JULE KORNEFFEL was born in Germany and graduated from Kunstakademie Düsseldorf in 2008 as Meisterschüler under Tal R. Since 2015 Korneffel has been based in New York City where she received an M.F.A. from Hunter College in 2018. She quickly gained attention for her emotional but reductive paintings. Recent shows include “Phase Patterns” at ltd los angeles; “Here comes trouble” at Spencer Brownstone in NYC; “Mini Me Mary” in dialogue with Mary Heilmann at Albada Jelgersma Gallery in Amsterdam; and “All that kale” at Claas Reiss Gallery in London. In October 2021 her work was featured on Platform Art (backed by David Zwirner) with Spencer Brownstone Gallery, followed in 2022 by the two solo shows “Snippets from the Met” with Albada Jelgersma Gallery; and “Here comes the night” with Spencer Brownstone in NYC. Most recently her work was selected again by Platform Art (backed by David Zwirner) as part of their Anniversary Capsule and featured in their Spotlight section.
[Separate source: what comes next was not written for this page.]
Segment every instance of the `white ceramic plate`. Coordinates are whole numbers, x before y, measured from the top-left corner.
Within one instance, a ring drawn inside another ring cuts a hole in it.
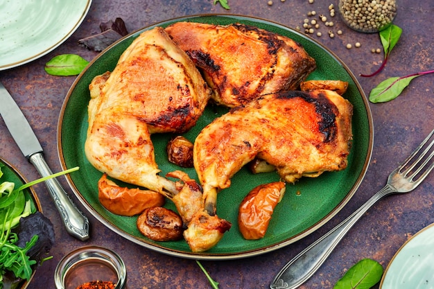
[[[434,224],[417,232],[398,250],[380,288],[434,288]]]
[[[0,0],[0,71],[51,51],[77,29],[92,0]]]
Some recent press and writings are John Yau’s review "Color Is the Carrier of Emotion" in Hyperallergic (2019), followed by his review “The Pleasure of Slow Looking” in Hyperallergic (2022); “The Ongoing Present Moment of Making: Jule Korneffel" Interviewed by Hannah Bruckmüller in BOMB Magazine (2021); Terry R. Myers’ essay on occasion of her show at Claas Reiss (2020/2021); “Jule Korneffel: Here comes the night” by Andrew L. Shea as Artseen in the Brooklyn Rail (2022); Platform Art Spotlight: “In the Studio: Jule Korneffel. The artist on the alchemy of color and calling two places home” (2022.)

SZABOLCS VERES, born in 1983, Satu Mare, Romania, is a painter currently working and living in Cluj-Napoca, Romania. He is part of the Cluj School of painters alongside well known artists like Adrian Ghenie and Victor Man. He received his PhD, MFA, and BFA at the University of Art and Design in Cluj-Napoca, Romania. Veres has had solo exhibitions at Spencer Brownstone Gallery, NY; Galerie Martin Kudlek, Cologne, Germany; at Bazis - The Paintbrush Factory, Cluj Romania and Galeria Radio Cluj, in Cluj-Napoca, Romania. He recently exhibited at Zona Maco art fair, Mexico City in a solo booth. His work has been featured in several group exhibitions in New York, Romania, Germany, the Czech Republic, Denmark, Hungary, and Italy.